Conversations with Sub-Saharan Migrants

By Amy Lane

Blessy, her son, and Peh Sic

Blessy, her son, and Seh Picas

We were fortunate enough to have three subsaharan people talk to us in Rabat about their experiences after migrating.  Two men were from Cameroon and one woman was from Nigeria.  The first man to talk had the best English of them all, the two men were francophone and the woman from Nigeria spoke pigeon -a dialect that was created in order to communicate without the colonizers knowledge- but not formal English.  The first man to speak was Pierre de la Grange and founder of Collectif de Communities Subsaharienne en Moroc (CCSM).  De la Grange claims that only 3/10ths of subsaharan migrants plan to go on to Europe, 2/10ths plan to remain in Morocco, and the remaining half plan on returning to their country of origin after spending time in universities.  De la Grange came to Morocco for the jujitsu World Cup and stayed in order to help change the image of subsaharans in Morocco.  He also collects clothing and bedding and hands them out to those in need.  De la Grange mentioned that subsaharan students in Morocco legally found themselves judged just as harshly as if they did not have papers.  Local police often gather up the subsaharans then take them to the desert and leave them, many legal students are caught in the mess just because of their origin.  CCSM works with other NGOs like OMDH and AMDH who have adopted human rights universals upon which to operate.

Seh Picas was the second man from Cameroon and left home because there was little options for him.  He attended University of Yaounde I then worked as a for Club Safari, the biggest club in the city, and felt that he needed more so he made the long trip North.

Blessy was the Nigerian woman who talked about her migration and life in Morocco.  At one point during the talk, she swung her baby from where she was carrying him on her back.  This woman traveled from Nigeria with one baby to Libya and stayed with her husband for four years.  They decided that when the political instability began they would leave.  Blessy and two children left for Morocco by foot while her husband went back to Nigeria.  Blessy, pregnant and two children in tow walked 16 days to get to Morocco where she has been for two years. Her husband came as soon as she was able to obtain a room to rent.  She said that with money the walk from Nigeria to morocco would take two to three weeks; however, without funds the walk could take up to two months.

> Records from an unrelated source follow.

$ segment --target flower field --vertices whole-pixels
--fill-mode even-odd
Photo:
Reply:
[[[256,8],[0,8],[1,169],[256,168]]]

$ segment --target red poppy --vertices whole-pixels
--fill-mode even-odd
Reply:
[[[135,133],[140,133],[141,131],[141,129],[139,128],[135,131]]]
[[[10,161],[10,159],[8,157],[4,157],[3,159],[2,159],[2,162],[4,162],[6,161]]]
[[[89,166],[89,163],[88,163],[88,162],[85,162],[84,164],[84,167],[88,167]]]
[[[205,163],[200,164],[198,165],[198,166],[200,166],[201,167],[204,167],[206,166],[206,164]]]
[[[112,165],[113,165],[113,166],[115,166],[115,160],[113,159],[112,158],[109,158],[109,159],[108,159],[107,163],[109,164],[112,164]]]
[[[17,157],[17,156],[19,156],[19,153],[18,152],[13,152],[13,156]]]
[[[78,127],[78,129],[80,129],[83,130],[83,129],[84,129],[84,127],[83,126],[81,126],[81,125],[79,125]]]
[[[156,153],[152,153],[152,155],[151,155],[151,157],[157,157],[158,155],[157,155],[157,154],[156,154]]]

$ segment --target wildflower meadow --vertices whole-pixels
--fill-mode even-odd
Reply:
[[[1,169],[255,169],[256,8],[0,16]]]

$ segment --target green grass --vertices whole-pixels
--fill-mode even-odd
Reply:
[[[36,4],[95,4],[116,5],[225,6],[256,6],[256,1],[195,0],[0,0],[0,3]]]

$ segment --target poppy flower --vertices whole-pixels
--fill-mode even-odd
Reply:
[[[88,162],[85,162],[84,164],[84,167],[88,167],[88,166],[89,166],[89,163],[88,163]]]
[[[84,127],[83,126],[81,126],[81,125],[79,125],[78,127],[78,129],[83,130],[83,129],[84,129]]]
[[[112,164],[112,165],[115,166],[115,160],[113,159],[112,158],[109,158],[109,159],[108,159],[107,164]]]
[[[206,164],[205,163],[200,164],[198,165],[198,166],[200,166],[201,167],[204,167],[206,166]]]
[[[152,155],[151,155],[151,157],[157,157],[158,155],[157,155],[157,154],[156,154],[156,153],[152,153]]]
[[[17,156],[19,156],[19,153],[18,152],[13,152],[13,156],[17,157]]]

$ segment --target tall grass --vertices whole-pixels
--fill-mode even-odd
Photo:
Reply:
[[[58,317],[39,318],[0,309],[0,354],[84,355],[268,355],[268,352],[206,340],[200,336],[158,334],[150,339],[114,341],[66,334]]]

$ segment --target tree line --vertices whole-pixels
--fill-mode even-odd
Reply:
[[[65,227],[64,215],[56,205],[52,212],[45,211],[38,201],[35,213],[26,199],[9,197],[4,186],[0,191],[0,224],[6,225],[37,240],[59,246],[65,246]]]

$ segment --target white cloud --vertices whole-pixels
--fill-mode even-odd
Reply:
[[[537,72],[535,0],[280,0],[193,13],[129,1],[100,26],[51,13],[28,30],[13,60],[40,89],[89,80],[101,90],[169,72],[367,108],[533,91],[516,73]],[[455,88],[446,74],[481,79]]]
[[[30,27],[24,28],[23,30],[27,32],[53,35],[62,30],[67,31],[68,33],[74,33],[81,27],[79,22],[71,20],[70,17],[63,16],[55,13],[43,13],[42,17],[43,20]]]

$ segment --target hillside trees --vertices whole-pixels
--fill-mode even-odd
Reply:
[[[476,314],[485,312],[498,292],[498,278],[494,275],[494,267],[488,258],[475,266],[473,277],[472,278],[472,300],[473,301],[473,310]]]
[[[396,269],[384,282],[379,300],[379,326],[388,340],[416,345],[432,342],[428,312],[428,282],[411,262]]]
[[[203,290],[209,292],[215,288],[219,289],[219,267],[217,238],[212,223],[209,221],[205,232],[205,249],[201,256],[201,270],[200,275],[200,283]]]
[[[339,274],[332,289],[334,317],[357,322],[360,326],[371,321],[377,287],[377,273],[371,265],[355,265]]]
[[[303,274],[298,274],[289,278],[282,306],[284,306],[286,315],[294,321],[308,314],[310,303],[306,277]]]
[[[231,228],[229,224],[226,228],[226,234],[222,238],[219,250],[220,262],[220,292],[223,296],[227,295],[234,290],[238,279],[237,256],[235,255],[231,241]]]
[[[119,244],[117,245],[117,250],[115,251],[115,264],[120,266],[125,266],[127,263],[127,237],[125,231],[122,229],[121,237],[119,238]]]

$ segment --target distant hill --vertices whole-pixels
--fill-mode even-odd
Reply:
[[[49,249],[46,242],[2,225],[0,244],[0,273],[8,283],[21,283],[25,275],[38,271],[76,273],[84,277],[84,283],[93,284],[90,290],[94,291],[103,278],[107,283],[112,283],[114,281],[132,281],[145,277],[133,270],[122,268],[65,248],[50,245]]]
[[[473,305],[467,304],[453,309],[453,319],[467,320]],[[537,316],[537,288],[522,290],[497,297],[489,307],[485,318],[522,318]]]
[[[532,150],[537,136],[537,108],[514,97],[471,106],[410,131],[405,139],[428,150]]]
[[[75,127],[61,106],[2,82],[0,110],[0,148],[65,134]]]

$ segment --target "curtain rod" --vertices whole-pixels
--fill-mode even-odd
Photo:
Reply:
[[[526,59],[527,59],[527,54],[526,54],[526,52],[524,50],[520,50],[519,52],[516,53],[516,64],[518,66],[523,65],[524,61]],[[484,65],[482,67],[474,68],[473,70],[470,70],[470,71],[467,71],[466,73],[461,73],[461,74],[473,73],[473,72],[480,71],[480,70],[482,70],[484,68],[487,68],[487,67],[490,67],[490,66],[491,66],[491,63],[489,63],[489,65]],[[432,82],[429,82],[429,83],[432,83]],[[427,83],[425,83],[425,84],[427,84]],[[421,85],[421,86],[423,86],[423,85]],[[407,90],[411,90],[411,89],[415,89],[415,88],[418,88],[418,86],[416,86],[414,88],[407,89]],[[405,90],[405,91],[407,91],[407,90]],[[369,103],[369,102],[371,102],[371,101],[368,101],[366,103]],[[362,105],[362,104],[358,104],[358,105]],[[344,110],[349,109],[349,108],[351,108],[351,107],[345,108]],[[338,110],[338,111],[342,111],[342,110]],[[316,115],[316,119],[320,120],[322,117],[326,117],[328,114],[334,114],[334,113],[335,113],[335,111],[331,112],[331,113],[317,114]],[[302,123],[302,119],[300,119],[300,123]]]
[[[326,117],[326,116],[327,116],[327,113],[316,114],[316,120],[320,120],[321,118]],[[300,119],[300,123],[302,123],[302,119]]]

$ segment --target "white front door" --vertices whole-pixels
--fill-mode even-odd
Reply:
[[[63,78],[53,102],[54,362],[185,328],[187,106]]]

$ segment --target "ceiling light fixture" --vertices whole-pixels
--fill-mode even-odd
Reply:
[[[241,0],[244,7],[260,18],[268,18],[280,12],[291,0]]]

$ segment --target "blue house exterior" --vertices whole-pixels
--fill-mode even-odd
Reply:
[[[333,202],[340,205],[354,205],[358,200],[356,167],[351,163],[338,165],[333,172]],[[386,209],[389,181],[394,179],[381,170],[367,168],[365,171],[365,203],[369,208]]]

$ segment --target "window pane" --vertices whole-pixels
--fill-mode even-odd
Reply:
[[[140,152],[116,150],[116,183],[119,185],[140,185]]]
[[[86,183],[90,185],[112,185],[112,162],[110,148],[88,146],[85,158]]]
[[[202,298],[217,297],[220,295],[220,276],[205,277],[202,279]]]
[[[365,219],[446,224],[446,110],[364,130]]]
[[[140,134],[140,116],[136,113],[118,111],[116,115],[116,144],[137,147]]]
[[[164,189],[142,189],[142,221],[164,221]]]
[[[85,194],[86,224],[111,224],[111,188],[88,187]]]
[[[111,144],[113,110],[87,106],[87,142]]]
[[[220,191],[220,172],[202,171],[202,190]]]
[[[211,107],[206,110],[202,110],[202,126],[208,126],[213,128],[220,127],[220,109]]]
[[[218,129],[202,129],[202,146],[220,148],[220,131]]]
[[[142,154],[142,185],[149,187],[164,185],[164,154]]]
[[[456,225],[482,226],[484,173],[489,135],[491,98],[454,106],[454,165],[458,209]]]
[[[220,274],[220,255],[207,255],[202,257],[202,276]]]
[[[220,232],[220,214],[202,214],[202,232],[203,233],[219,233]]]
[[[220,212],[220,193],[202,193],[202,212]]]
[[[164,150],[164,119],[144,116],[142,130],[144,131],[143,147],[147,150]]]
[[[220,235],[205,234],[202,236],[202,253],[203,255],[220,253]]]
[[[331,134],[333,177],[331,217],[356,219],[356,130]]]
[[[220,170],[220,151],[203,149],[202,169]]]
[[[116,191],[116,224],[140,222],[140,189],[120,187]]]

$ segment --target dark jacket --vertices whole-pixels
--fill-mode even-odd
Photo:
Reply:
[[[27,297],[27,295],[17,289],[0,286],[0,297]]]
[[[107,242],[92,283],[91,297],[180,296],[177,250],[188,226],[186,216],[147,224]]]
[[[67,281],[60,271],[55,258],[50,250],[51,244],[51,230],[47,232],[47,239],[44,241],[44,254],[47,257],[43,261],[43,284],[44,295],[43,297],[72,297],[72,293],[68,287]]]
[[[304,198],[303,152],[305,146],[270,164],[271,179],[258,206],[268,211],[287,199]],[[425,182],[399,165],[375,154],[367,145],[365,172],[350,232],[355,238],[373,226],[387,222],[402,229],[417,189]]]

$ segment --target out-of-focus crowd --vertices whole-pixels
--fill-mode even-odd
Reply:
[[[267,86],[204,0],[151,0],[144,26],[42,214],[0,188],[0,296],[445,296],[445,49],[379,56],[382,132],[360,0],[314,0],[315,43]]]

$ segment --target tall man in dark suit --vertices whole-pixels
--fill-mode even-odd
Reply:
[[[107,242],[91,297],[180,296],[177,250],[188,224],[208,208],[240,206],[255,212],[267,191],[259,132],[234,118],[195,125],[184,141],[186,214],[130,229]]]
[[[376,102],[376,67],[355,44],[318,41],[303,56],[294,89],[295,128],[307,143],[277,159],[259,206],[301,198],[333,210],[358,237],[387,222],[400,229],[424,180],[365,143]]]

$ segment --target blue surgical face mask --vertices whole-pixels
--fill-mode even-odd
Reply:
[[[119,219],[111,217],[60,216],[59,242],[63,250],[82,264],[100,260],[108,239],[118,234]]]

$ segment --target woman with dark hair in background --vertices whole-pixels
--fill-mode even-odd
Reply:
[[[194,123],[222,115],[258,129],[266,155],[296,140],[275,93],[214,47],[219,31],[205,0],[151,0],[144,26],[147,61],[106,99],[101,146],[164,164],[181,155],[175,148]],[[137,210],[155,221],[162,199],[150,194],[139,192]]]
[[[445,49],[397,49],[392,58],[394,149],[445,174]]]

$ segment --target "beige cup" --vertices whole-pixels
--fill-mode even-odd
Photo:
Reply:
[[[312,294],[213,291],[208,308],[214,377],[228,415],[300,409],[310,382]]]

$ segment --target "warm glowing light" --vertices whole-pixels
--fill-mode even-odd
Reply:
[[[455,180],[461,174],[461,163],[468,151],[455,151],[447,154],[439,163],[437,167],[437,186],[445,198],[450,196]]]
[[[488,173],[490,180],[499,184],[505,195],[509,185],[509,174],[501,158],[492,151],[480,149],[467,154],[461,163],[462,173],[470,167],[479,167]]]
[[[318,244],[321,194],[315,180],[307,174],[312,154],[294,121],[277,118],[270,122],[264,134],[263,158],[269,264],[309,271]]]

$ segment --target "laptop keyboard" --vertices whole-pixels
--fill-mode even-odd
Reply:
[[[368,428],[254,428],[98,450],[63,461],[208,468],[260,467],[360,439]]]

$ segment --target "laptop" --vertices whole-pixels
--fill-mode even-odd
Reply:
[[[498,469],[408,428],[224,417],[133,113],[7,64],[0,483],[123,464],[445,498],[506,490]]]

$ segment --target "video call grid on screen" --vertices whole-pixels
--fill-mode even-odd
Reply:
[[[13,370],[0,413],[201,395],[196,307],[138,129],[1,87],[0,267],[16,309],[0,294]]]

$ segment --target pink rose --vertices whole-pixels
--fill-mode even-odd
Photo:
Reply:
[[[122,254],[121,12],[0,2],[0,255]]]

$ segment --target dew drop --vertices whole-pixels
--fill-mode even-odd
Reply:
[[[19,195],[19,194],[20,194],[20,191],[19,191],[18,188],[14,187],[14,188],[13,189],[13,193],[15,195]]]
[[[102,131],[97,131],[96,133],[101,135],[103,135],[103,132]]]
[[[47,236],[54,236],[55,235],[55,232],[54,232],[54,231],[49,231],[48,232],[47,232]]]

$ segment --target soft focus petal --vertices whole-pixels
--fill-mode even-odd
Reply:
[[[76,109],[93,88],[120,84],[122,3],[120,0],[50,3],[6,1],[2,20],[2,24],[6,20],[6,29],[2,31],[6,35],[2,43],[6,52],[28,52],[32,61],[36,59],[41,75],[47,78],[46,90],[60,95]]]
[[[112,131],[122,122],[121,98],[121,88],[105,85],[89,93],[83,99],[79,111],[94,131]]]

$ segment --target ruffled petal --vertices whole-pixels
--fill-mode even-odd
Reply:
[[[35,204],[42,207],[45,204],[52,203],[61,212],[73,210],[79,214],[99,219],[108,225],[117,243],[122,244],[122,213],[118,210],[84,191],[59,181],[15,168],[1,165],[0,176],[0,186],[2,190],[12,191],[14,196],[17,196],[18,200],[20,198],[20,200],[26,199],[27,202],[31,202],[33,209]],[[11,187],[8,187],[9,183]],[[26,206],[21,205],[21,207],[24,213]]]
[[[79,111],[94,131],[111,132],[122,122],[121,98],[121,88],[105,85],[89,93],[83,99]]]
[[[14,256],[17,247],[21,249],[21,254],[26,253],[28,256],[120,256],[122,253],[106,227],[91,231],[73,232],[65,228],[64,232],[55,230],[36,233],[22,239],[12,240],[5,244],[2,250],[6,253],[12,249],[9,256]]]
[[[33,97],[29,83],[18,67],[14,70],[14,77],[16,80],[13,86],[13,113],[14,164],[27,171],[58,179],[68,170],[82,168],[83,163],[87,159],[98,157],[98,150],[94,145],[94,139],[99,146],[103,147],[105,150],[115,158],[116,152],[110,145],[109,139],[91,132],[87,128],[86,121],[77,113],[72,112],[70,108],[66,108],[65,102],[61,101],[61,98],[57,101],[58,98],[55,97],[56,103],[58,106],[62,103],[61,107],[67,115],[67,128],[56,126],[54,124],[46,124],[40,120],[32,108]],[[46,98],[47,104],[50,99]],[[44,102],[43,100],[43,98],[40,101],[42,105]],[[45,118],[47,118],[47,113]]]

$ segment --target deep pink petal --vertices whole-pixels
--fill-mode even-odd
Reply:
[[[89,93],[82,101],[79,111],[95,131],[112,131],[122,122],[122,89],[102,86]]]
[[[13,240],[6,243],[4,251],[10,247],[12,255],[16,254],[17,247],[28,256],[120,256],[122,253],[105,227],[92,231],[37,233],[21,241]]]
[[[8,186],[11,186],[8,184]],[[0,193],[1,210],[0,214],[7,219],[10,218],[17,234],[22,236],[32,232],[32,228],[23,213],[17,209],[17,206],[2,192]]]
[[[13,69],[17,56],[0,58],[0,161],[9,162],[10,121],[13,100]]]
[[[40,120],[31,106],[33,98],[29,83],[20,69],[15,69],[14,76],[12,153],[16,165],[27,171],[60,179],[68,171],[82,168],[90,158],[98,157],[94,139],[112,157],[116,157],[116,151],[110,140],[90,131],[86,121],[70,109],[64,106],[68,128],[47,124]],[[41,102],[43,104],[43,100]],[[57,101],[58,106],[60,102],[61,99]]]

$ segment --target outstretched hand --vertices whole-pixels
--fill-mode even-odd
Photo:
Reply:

It was an interesting discussion because a few days prior we had a meeting with the editor of the magazine Gibraltar.  In the first issue was a feature on a man migrating to Spain from Limbe, Cameroon.  It was important to see what their lives were like once they reached their intended destination.  Blessy would only go back to Nigeria if she had the ones but seems to be content here.  However, she makes her living by begging.  Her children go off to school and she goes to the street in search of the rent money.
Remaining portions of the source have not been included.